Winkler E, Wachter E, Klingenberg M
Institute for Physical Biochemistry, University of Munich, Germany.
Biochemistry. 1997 Jan 7;36(1):148-55. doi: 10.1021/bi962178x.
The transport inhibiting nucleotide binding to the uncoupling protein (UCP) has a unique pH dependence and has been postulated to be controlled by the dissociation state of a carboxyl group in UCP with pK 4.5 and, in addition only for the nucleoside triphosphate, by a group with pK 7.2. To prove this assumption and to identify the carboxyl group, Woodward reagent K (WRK) was applied to UCP. In mitochondria, WRK was found to inhibit binding of GTP in a noncompetitive manner using WRK in the millimolar range. In isolated UCP, GTP binding is inhibited by WRK at a 1 to 2 ratio to UCP, suggesting that WRK primarily reacts with only one carboxyl group. Prebound GTP protects against WRK reaction as monitored by GTP binding. The protection decreases from pH 5 to 7 due to better reactivity of WRK and less tight GTP binding. WRK does not inhibit H+ transport by UCP but prevents GTP inhibition of H+ transport. For elucidating the WRK target residue, the WRK derivatized group was labeled with [3H] by reduction with [3H]NaBH4. Both GTP and GDP largely protected against WRK-dependent [3H] labeling. CNBr fragmentation identified the region T121-M197 as the [3H] incorporation site. Combined CNBr and tryptophane cleavage by the reagent 3-bromo-3-methyl-2-((2-nitrophenyl) thio)-3H-indole (BNPS) allowed to further delimit the 2.8 kDa peptide W173-M197 as the [3H] label carrier which contains two acid residues E190 and D195. To further identify the residue, limited tryptic digestion in sarcosyl-treated UCP was performed, and a tryptic fragment enclosing E190 and D195 was isolated which carried most of the [3H] label. Edman degradation showed the major [3H] label at the eighth position corresponding to E190 and no peak at D195. Thus, the original postulate of the pH-sensing carboxyl group regulating both the nucleoside di- and triphosphate binding has been verified. It is identified as E190 situated in the fourth transmembrane helix. In total, now four residues close to the nucleotide binding sites in UCP have been determined.

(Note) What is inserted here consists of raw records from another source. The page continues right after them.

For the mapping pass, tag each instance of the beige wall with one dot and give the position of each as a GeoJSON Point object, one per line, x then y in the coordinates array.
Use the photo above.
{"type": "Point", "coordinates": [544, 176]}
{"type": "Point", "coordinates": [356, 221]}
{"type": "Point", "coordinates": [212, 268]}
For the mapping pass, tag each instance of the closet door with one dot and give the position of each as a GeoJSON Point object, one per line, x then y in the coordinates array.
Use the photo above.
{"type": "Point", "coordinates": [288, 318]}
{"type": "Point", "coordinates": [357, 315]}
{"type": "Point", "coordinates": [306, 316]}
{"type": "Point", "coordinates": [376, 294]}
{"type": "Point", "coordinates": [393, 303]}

与解偶联蛋白(UCP)结合的转运抑制性核苷酸具有独特的pH依赖性,据推测它受UCP中一个pK为4.5的羧基解离状态控制,此外,仅对于核苷三磷酸,还受一个pK为7.2的基团控制。为了验证这一假设并确定羧基,将伍德沃德试剂K(WRK)应用于UCP。在线粒体中,发现毫摩尔浓度的WRK以非竞争性方式抑制GTP的结合。在分离的UCP中,WRK以1:2的比例抑制GTP与UCP的结合,这表明WRK主要仅与一个羧基反应。如通过GTP结合监测到的,预先结合的GTP可保护UCP免受WRK反应的影响。由于WRK的反应性增强和GTP结合变弱,这种保护作用从pH 5降低到pH 7。WRK不抑制UCP介导的H⁺转运,但可防止GTP对H⁺转运的抑制。为了阐明WRK的靶标残基,用[³H]NaBH₄还原使WRK衍生化的基团用[³H]标记。GTP和GDP都能很大程度地保护UCP免受WRK依赖性的[³H]标记。溴化氰裂解确定T121 - M197区域为[³H]掺入位点。结合溴化氰裂解和试剂3 - 溴 - 3 - 甲基 - 2 - ((2 - 硝基苯基)硫代)- 3H - 吲哚(BNPS)对色氨酸的裂解,可进一步将2.8 kDa的肽段W173 - M197确定为[³H]标记载体,该肽段包含两个酸性残基E190和D195。为了进一步确定该残基,在肌氨酸处理的UCP中进行了有限的胰蛋白酶消化,并分离出一个包含E190和D195的胰蛋白酶片段,该片段携带了大部分[³H]标记。埃德曼降解显示主要的[³H]标记在对应于E190的第八位,而在D195处没有峰。因此,最初关于调节核苷二磷酸和三磷酸结合的pH敏感羧基的假设得到了验证。它被确定为位于第四个跨膜螺旋中的E190。总共,现已确定UCP中靠近核苷酸结合位点的四个残基。